2024/06/19 不動産
共有不動産の共有関係解消方法について
本コラムでは、共有不動産の共有関係を解消する方法について、簡単に説明します。
目次
1、共有不動産について
2、共有関係解消の方法
⑴共有持分の処分
⑵他の共有者の共有持分の買取り
⑶共有不動産の売却
⑷現物での分割
1、共有不動産について
一つの不動産について、複数人の所有者がいる状態を共有状態といい、共有状態にある不動産を共有不動産といいます。
共有不動産については、各所有者が自らの持ち分に応じて共有持分権を有している状態となります。
共有不動産全体を売却するためには、共有者全員の同意が必要となり(民法251条1項)、例え過半数の持分を有している共有者であっても、単独で共有不動産全体を処分(売却)することはできません。
また、第三者に賃借するにあたっても、持分価額の過半数の同意(民法252条1項)が必要となります。さらに、借地借家法の適用がある賃貸借や、短期賃貸借(民法602条)の期間を超える場合には、過半数では足りず、全員の同意が必要とされます[1]。

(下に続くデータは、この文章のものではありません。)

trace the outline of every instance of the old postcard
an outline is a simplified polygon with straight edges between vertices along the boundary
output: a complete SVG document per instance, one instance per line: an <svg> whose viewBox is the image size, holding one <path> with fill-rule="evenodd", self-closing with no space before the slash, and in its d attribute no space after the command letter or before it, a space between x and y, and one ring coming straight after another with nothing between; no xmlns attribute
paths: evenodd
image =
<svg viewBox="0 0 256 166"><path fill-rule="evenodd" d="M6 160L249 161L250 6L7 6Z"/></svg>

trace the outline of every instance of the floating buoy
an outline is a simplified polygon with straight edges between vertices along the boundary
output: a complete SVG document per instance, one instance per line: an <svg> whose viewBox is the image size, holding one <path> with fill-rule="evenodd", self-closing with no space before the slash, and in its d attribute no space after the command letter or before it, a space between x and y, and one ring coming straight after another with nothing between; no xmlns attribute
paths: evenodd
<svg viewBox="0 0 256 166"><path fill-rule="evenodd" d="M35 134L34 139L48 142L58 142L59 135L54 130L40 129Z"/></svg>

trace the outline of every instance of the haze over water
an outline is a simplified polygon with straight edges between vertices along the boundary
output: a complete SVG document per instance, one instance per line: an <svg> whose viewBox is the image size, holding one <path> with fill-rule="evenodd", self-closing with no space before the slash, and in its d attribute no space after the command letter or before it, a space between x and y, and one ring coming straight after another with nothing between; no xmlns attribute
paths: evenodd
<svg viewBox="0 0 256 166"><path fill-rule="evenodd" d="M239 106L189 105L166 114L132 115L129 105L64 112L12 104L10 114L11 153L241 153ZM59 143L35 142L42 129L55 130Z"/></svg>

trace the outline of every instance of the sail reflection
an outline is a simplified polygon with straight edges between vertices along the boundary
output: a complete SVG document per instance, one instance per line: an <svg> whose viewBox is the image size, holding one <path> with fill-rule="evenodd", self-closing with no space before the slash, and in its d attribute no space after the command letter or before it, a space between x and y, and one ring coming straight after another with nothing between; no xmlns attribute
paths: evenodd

その為、共有不動産においては、処分や管理方法で意見対立が生じた結果、共有関係の解消を巡って問題となるケースが見られます。
本コラムでは、共有関係の解消方法について説明します。
2、共有関係解消の方法
共有関係の解消には、大きく分けて、①自身の共有持分を処分し、共有関係から離脱する方法、②他の共有者の共有持分を買い取る方法、③共有物全体を売却する方法、④現物で分割する方法があります。
⑴共有持分の処分
共有持分の処分の方法としては、①売却、②贈与、③放棄の三つが考えられますが、経済的価値を有する物件であれば、①売却を選択されることが多いものと思います。
売却については、①他の共有持分権者に売却する方法と、②第三者に売却する方法があります。
他の共有持分権者への売却と第三者への売却のいずれも、法的には売買契約となりますので、売主と買主の間での合意があれば、売却することが可能です。
共有持分は、各共有権利者が自由に処分することができ、売買の当事者とならない他の共有持分権者の同意を取る必要はありません。
なお、②贈与をした場合には、受贈者が新たな共有者となり、③放棄をした場合については、その持分は他の共有者に帰属することとなります(民法255条)。
⑵他の共有者の共有持分の買取り
自身が共有不動産の所有を続けたいと考える場合には、他の共有者の共有持分を買い取り、共有関係を解消する方法があります。
持分の売却は基本的に任意ですので、売却を望まない他の共有者は、原則として共有持分の売却を拒むことができ、自身が提示する価格で強制的に取得するといったことはできません。
もっとも、共有物分割請求訴訟において、賠償分割(全面的価格賠償)の方法による分割が認められた場合には、判決により、代償金と引き換えに他の共有者の共有持分を取得することができることになります。
詳しくは、「共有物分割請求とは~概要と分割方法について~」https://t-leo-law-kashiwa.com/column/335/をご覧ください。
⑶共有物全体の売却
厳密には、共有関係の解消とは異なるかもしれませんが、共有不動産を共有者全員で売却する方法もあります。
共有者全員の同意がなければ売却はできませんが、交渉により、同意が取れれば売却することが可能です。
また、共有物分割請求訴訟において、現物分割及び賠償分割ができない或いは現物分割の方法をとった場合に著しく価格を減少させるおそれがある場合に、競売分割を命じられることがあります。
⑷現物での分割
共有不動産を現物で分ける方法となります。
土地を分筆する場合や、土地建物双方が共有である場合に、建物を区分所有化、土地は敷地権化する場合等がこれに当たります。
複数の不動産が共有である場合には、それぞれの不動産を単独所有とする形で分割する場合もあります。
[1] この点については、「持分権の過半数によって決することが不相当とはいえない事情がある場合には、長期間の賃貸借契約の締結も管理行為にあたる」とした裁判例(東京地判平成14年11月25日判時1816号82頁)も存在します。